I didn’t understand. “But this is what you
wanted
, Brynja. To figure out why you can’t change your appearance, why you can’t phase through things anymore, and now, with the blood—?”

“I can’t spend the rest of my life wondering
what
I am…I need to start becoming
who
I am. Look around here, Mox – this is insane!” she threw her hands up, waving around at nothing in particular. “I’m here with you
again,
in one of your hermetically sealed domes, hiding from reality. The reason I left in the first place was so I could venture out into the real world and find my place in it.”

“So you want to leave?” I asked.

She fell back onto her mattress, staring up at the ceiling as I’d just done in my own room. “I don’t know what I want,” she said, her voice thin and exhausted.

“Welcome to the club,” I said with a sigh. I fell back, landing at her side.

“But I
know what I
don’t
want,” she added. “I don’t want to be a burden to you anymore. And I don’t want to spend any more time focusing on Kenneth. He’s moved on as well, and if he wants privacy then he deserves it. Whatever I am,
who
ever I am, I’ll figure out on my own. It’s just scary.”

“Scary?”

“Scary because…” she trailed off, biting down on her lip. “What if I
never
figure it out?”

“That’s probably another one of those ‘being human’ things. We’re never complete. But we keep trying to finish a puzzle that never runs out of pieces, and then get frustrated if we don’t see a clear picture.”

“Humans are weird,” she grumbled.

“We definitely are.”

We continued to stare up at the ceiling, side by side. It was a blank canvas, untouched, and like the rest of the room it was in desperate need of some color. With a next-gen 3D printer and an entire staff at my disposal, I could have easily redecorated the room…I could’ve re-done
all
of the rooms throughout the entire fortress if I’d wanted. But day after day had drifted by, and I’d grown accustomed to the blandness. I’d convinced myself that it no longer bothered me, and that the effort of changing the design wouldn’t be worth the hassle. Anytime I’d mustered enough energy to take some initiative, I’d let something else distract me – something that I pretended required my immediate, undivided attention.

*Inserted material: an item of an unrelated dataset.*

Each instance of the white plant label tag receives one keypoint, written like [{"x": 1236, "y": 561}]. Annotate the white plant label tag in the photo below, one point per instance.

I couldn’t help but think she was right: searching for answers you’ll never receive is no way to exist. The only way to push past the apathy is to focus on what really matters and chase your passions. And there’s never a better time than the present.

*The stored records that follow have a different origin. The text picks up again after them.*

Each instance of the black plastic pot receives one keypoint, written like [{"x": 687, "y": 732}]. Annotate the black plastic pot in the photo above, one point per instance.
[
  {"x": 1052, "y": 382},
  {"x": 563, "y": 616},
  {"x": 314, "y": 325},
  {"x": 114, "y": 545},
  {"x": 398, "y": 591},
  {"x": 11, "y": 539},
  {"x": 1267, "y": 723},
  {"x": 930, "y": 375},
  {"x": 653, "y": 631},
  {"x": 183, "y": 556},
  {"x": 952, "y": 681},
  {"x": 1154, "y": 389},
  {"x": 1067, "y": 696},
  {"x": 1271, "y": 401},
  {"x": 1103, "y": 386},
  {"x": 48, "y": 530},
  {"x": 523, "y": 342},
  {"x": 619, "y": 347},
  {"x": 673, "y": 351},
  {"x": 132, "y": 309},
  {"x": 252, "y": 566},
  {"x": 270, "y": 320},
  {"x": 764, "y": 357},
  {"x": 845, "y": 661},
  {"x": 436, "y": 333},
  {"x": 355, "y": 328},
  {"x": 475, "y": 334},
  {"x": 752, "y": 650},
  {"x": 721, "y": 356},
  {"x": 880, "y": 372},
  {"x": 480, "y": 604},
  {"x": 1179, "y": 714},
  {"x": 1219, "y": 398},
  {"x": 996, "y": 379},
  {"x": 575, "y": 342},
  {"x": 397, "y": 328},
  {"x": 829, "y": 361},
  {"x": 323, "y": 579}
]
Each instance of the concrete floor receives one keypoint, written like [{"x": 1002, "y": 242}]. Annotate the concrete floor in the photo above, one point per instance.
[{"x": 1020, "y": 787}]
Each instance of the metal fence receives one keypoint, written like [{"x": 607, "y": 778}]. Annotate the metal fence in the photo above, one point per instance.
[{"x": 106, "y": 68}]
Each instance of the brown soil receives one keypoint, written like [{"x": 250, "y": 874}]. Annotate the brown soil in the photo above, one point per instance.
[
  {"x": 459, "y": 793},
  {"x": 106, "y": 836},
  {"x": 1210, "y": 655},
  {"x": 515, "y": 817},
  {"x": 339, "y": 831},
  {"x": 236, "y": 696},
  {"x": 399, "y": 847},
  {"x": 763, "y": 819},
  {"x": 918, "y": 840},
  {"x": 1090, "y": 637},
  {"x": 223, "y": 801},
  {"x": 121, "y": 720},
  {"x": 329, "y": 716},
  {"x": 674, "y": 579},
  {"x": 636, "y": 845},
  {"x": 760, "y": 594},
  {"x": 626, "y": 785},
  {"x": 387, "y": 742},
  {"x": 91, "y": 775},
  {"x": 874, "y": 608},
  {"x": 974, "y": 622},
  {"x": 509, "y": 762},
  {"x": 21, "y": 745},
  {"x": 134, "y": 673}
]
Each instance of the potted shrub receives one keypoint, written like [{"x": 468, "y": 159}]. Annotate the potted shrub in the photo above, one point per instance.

Brynja finally rolled over, propping herself up on her elbow. “Wanna get some pizza?”

I bolted upright, smiling wide. “I thought you’d never ask.”

 

I’d gathered with Brynja and a few of the staff in one of the common rooms
, happy to have a snack before my cooking show marathon with Peyton. Watching those shows are torturous enough – they’re positively agonizing to consume with an empty stomach.

The circular white room had a sunken sitting area, where couches and lounge chairs surrounded a new floating holo-screen – a state-of-the-art projection that was like a massive eight-sided die that rotated slowly on an invisible axis. You could watch a simulcast while viewing from any angle. Much to the delight of the employees, I’d finally enabled outside communication, which meant Frost’s reign of tyranny had finally come to an end (only sixteen short months after his death).